Taraflar arasındaki maddi ve manevi tazminat davasının yapılan yargılaması sonunda; kararda yazılı nedenlerden dolayı davanın reddine dair verilen hükmün süresi içinde davacı vekili tarafından temyiz edilmesi üzerine dosya incelendi, gereği düşünüldü:
-K A R A R-
Davacı vekili, müvekkilinin 16/04/2010 tarihinde geçirmiş olduğu maddi hasarlı trafik kazasından dolayı aracında meydana gelen zararının karşılanmadığını, tespit dosyasındaki bilirkişi raporuna göre kusurun davalı sürücüde olduğunu, müvekkilinin belediye başkanı olup araç kiralamak durumunda kaldığını, bu sebepten fazlaya ilişkin hakları saklı kalmak kaydı ile aracında oluşan 100 TL değer kaybı, 9845TL tamir gideri, müvekkili aracın hasarlı olduğu tarihlerde gideceği yerlere araç kiralayıp gittiğinden 100TL maddi ve manevi tazminat olmak üzere toplam 10.045,00 TL"nin kusurları oranına göre davalılardan alınarak davacıya verilmesini talep etmiştir. Davalı ....sigorta A.Ş. vekili, sigortalı araç sürücüsünün kusurlu olmadığını, müvekkilinin manevi tazminat taleplerinden sorumlu olmadığını, aleyhlerine yapılan kusur tespitini kabul etmediklerini, aracın değer kaybı ve aracın çalıştırılmamasından dolayı mahrum kalınan gelirlerin müvekkilinden talep edilemeyeceğini, müvekkilinin sigorta poliçesindeki limit ile sınırlı olduğunu, davacının zararını ispat etmekle yükümlü olduğunu, davanın reddini savunmuştur.

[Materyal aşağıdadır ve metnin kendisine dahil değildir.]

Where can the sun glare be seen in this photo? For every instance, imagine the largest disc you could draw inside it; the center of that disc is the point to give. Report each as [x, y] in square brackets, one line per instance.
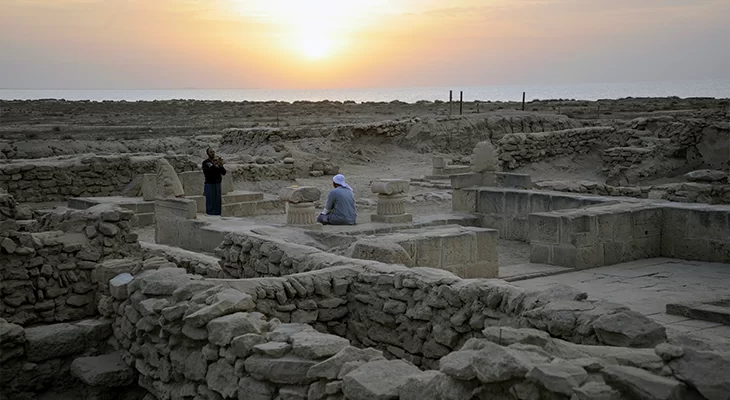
[314, 29]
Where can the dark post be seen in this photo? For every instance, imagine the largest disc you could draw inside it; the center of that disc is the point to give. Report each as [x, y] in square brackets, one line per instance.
[451, 97]
[523, 101]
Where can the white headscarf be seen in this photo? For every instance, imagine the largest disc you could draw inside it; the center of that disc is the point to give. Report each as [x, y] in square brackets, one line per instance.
[340, 180]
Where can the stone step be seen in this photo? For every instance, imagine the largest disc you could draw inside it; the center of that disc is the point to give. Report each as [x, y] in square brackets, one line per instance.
[241, 196]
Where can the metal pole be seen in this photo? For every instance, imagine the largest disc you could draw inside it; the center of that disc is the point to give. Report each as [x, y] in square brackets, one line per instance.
[523, 101]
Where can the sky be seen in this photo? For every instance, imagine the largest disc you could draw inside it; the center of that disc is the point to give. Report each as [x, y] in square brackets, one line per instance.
[297, 44]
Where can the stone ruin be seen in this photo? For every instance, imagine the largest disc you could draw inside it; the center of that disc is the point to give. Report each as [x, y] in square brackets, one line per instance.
[402, 312]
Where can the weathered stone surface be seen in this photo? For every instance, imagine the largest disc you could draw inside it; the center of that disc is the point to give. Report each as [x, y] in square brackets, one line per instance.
[53, 341]
[288, 370]
[596, 391]
[283, 332]
[300, 194]
[458, 364]
[118, 286]
[107, 370]
[223, 329]
[168, 183]
[242, 345]
[272, 349]
[629, 329]
[484, 157]
[226, 302]
[643, 384]
[222, 378]
[434, 385]
[317, 345]
[494, 363]
[558, 377]
[390, 186]
[707, 371]
[331, 367]
[506, 336]
[377, 380]
[705, 175]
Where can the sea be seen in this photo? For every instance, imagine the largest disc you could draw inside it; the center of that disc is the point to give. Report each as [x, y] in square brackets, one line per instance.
[582, 91]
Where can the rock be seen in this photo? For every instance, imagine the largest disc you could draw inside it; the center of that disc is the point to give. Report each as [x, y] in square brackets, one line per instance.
[458, 364]
[223, 303]
[168, 183]
[272, 349]
[161, 282]
[118, 286]
[629, 329]
[53, 341]
[596, 391]
[241, 346]
[331, 367]
[283, 332]
[223, 329]
[390, 186]
[300, 194]
[494, 364]
[506, 336]
[107, 370]
[8, 245]
[643, 384]
[707, 371]
[558, 377]
[221, 377]
[108, 229]
[287, 370]
[668, 351]
[434, 385]
[377, 380]
[705, 175]
[484, 157]
[317, 345]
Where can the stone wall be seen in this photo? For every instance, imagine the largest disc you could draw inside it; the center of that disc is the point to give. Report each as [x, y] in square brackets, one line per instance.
[57, 179]
[627, 156]
[44, 360]
[193, 338]
[47, 275]
[519, 149]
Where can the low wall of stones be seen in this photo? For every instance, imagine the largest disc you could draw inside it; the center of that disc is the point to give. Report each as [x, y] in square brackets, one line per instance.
[57, 179]
[627, 156]
[38, 361]
[190, 337]
[696, 232]
[47, 276]
[518, 149]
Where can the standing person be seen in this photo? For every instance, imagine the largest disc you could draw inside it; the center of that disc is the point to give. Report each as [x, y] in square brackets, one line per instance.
[340, 207]
[213, 170]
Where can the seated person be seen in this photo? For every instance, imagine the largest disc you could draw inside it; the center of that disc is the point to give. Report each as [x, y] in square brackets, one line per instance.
[340, 207]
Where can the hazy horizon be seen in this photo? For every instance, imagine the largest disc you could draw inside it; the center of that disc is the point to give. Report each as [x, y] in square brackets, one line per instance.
[357, 44]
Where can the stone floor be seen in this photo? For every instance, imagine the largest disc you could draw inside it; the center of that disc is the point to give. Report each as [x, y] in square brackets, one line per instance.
[648, 285]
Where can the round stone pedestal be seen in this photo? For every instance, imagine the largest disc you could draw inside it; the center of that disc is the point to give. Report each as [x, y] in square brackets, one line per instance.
[391, 204]
[300, 214]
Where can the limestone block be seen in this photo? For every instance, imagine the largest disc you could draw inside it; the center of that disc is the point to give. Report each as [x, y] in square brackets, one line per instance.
[300, 194]
[439, 162]
[175, 208]
[193, 182]
[484, 157]
[108, 370]
[390, 186]
[300, 214]
[168, 183]
[149, 187]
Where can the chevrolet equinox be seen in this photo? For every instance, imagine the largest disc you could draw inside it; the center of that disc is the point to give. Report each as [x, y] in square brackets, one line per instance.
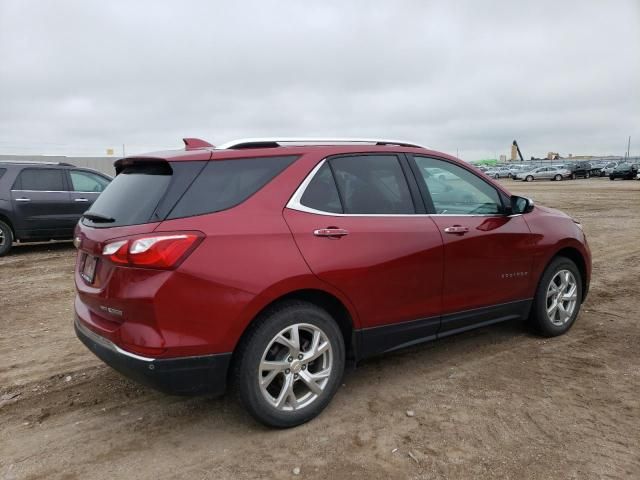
[270, 264]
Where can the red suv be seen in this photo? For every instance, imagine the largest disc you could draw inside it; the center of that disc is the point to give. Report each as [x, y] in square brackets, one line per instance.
[272, 264]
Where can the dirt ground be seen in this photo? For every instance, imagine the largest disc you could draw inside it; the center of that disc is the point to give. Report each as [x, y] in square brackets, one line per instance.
[494, 403]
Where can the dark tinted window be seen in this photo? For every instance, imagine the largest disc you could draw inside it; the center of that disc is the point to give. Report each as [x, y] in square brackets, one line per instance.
[226, 183]
[321, 193]
[40, 179]
[458, 191]
[133, 195]
[370, 184]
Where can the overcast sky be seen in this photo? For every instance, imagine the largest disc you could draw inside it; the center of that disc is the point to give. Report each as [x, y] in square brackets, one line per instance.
[78, 77]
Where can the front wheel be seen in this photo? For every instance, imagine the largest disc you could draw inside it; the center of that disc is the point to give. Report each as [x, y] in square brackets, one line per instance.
[558, 298]
[6, 238]
[290, 364]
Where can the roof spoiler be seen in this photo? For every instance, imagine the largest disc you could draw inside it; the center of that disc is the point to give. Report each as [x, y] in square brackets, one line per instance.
[195, 144]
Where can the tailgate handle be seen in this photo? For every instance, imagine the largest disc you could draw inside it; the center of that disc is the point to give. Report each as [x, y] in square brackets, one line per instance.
[456, 229]
[330, 232]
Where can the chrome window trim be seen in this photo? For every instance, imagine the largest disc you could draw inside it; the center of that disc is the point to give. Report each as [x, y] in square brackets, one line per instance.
[49, 191]
[295, 204]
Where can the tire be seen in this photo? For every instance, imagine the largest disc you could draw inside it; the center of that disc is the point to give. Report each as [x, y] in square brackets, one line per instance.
[6, 238]
[260, 344]
[546, 320]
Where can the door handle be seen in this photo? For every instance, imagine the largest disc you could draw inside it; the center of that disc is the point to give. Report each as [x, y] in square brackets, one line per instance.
[330, 232]
[456, 230]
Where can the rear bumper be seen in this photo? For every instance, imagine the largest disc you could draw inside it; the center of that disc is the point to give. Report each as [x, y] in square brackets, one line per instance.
[184, 375]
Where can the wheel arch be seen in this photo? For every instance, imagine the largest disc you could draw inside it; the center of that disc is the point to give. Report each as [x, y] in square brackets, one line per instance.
[5, 218]
[576, 257]
[322, 299]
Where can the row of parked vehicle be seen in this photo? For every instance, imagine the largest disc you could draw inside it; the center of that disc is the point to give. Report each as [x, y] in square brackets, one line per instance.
[563, 171]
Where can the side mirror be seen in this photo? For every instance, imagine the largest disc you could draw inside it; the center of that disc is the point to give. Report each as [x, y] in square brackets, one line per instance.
[520, 205]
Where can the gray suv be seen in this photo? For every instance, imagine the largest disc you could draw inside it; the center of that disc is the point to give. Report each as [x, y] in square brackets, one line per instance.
[44, 201]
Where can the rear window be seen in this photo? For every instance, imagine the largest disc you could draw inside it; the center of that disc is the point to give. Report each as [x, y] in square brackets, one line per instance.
[226, 183]
[40, 180]
[132, 196]
[152, 192]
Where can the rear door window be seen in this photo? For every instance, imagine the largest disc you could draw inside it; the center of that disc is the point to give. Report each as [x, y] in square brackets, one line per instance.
[461, 192]
[223, 184]
[40, 180]
[372, 184]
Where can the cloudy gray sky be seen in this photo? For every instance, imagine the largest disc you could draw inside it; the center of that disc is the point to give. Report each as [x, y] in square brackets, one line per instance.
[78, 77]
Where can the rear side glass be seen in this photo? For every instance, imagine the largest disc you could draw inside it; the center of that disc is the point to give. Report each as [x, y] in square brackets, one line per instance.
[132, 196]
[87, 181]
[223, 184]
[372, 184]
[322, 193]
[41, 180]
[459, 192]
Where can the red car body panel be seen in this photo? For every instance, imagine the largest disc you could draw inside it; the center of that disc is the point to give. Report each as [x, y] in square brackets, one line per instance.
[388, 270]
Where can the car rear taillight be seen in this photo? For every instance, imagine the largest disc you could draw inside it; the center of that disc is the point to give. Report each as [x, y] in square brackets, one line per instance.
[152, 251]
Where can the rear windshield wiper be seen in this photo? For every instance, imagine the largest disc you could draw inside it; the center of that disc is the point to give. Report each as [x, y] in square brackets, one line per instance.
[98, 218]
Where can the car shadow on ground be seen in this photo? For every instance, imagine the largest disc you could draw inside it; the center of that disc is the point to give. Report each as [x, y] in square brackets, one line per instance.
[40, 247]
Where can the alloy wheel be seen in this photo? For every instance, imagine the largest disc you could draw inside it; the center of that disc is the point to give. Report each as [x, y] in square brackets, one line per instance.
[295, 367]
[562, 297]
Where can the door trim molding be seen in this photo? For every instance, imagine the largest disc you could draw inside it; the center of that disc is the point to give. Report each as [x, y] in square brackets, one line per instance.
[373, 341]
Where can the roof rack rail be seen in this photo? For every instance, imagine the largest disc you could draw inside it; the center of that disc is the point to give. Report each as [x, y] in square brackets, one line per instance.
[37, 162]
[294, 141]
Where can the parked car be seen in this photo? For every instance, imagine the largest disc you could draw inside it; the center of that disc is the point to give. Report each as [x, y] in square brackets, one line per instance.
[582, 170]
[272, 264]
[42, 201]
[624, 171]
[543, 173]
[608, 168]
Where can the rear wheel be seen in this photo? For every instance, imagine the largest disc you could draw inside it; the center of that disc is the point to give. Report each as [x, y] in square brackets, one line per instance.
[558, 298]
[290, 364]
[6, 238]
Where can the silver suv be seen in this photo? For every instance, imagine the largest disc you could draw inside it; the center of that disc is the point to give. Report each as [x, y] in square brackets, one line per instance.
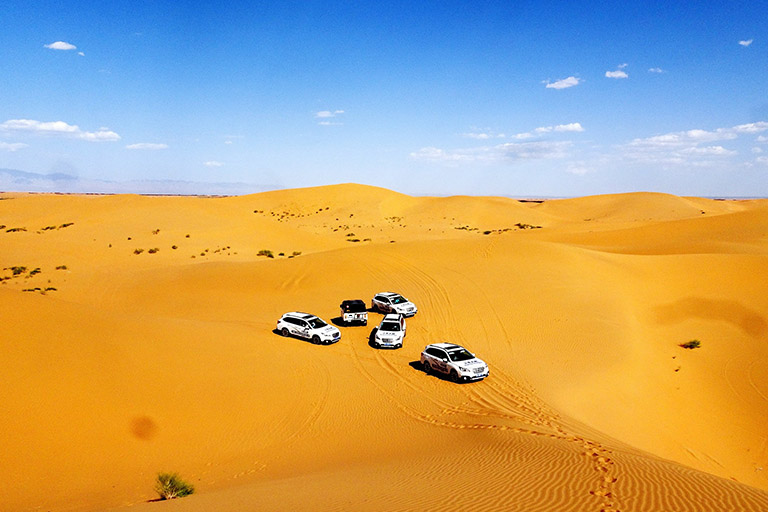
[391, 332]
[308, 327]
[388, 302]
[453, 360]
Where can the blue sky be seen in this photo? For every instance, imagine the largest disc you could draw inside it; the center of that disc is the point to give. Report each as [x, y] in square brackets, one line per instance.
[501, 98]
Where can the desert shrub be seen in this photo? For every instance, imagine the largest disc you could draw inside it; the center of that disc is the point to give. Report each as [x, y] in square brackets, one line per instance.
[691, 344]
[170, 486]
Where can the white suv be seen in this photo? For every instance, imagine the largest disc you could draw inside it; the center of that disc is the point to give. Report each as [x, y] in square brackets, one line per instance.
[388, 302]
[390, 332]
[454, 361]
[308, 327]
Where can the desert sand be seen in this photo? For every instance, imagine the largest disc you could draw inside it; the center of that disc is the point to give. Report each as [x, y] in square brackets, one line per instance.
[137, 337]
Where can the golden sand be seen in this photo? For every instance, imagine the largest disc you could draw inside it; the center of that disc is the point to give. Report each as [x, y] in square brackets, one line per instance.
[139, 338]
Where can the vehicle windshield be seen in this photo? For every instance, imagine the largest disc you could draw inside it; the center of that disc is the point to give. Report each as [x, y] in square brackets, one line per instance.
[354, 307]
[460, 355]
[316, 323]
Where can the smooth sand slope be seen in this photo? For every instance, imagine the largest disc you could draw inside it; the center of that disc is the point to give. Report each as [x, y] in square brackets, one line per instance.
[137, 337]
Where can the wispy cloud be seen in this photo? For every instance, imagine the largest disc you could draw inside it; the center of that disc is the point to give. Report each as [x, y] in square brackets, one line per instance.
[326, 117]
[541, 130]
[324, 114]
[147, 146]
[510, 151]
[690, 147]
[563, 83]
[61, 45]
[12, 146]
[57, 129]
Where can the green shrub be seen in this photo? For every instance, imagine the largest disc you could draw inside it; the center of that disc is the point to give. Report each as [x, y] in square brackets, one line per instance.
[170, 486]
[691, 344]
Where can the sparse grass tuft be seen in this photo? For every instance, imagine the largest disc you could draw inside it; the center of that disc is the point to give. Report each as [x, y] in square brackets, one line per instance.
[691, 344]
[170, 486]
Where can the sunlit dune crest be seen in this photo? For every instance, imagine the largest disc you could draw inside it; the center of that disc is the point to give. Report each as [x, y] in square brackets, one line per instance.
[139, 337]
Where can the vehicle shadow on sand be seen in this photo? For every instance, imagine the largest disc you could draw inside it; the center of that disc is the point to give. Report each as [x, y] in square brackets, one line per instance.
[416, 365]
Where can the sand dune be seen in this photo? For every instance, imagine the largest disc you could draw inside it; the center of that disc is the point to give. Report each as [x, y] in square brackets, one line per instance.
[138, 337]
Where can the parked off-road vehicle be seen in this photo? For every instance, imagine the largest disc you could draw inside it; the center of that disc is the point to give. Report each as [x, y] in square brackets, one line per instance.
[388, 302]
[391, 332]
[453, 360]
[309, 327]
[353, 311]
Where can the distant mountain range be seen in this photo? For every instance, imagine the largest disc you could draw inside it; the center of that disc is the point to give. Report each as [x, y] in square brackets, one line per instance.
[13, 180]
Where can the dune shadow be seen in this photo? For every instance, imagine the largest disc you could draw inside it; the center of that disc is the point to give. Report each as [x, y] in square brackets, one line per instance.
[729, 311]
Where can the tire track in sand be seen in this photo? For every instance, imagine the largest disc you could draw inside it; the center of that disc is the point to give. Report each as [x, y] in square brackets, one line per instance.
[500, 400]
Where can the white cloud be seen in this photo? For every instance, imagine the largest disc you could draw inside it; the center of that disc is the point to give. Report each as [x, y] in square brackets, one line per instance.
[328, 113]
[510, 151]
[690, 147]
[758, 127]
[12, 146]
[563, 83]
[616, 74]
[709, 150]
[147, 145]
[57, 129]
[60, 45]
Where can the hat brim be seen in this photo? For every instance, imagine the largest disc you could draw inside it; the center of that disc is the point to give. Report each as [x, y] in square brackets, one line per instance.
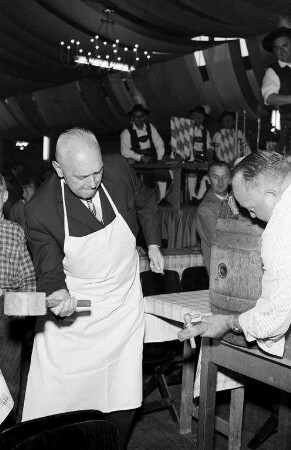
[267, 42]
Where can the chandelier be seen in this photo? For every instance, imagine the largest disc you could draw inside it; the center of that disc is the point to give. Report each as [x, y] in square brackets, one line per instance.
[103, 52]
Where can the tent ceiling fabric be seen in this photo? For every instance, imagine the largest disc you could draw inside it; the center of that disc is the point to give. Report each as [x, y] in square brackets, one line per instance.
[32, 30]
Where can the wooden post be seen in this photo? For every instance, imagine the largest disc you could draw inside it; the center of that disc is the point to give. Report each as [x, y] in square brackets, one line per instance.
[187, 389]
[1, 154]
[284, 422]
[206, 416]
[235, 418]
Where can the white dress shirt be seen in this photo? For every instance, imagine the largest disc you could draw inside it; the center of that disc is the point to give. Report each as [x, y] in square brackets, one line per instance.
[269, 320]
[271, 82]
[125, 143]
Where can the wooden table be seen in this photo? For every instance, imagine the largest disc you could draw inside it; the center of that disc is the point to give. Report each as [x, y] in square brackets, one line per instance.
[177, 168]
[175, 259]
[252, 363]
[173, 307]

Mahkemece toplanan delillere göre davanın reddine, karar verilmiş; hüküm, davacı vekili tarafından temyiz edilmiştir. 1-Dava, trafik kazasından kaynaklanan maddi ve manevi tazminat istemine ilişkindir. Tazminat davasında davacı olma ehliyeti kural olarak malvarlığı doğrudan doğruya zarar gören kişiye aittir. Ancak bir şeyi sözleşmeyle (kira, ariyet vs.) elinde bulunduran kişi onu aldığı gibi malikine aynen iade etmek zorunda olduğundan, ödemek zorunda olduğu onarım giderlerini isteyebilecektir. Somut olayda zarara uğrayan .... plakalı aracın sürücüsü, dosya içerisinde mevcut kaza tespit tutanağı, duruşmada dinlenen davacı tanık beyanına göre davacı A.. Ö.. olup olay sırasında aracın zilyedi durumunda bulunduğuna göre, davacı zilyedin dava açmakta hukuki yararının bulunduğu,araç sürücüsünün araç malikine aynen iade yükümlülüğünün bulunduğu ve aktif dava ehliyeti olduğu düşünülmeden, davacının maddi tazminat talebinin yazılı şekilde reddi usul ve yasaya aykırı olup bozmayı gerektirmiştir. SONUÇ:Yukarıda açıklanan nedenlerle, davacı vekilinin temyiz isteminin kabulü ile hükmün BOZULMASINA, peşin alınan harcın istek halinde temyiz eden davacıya geri verilmesine 26/10/2015 gününde oybirliğiyle karar verildi.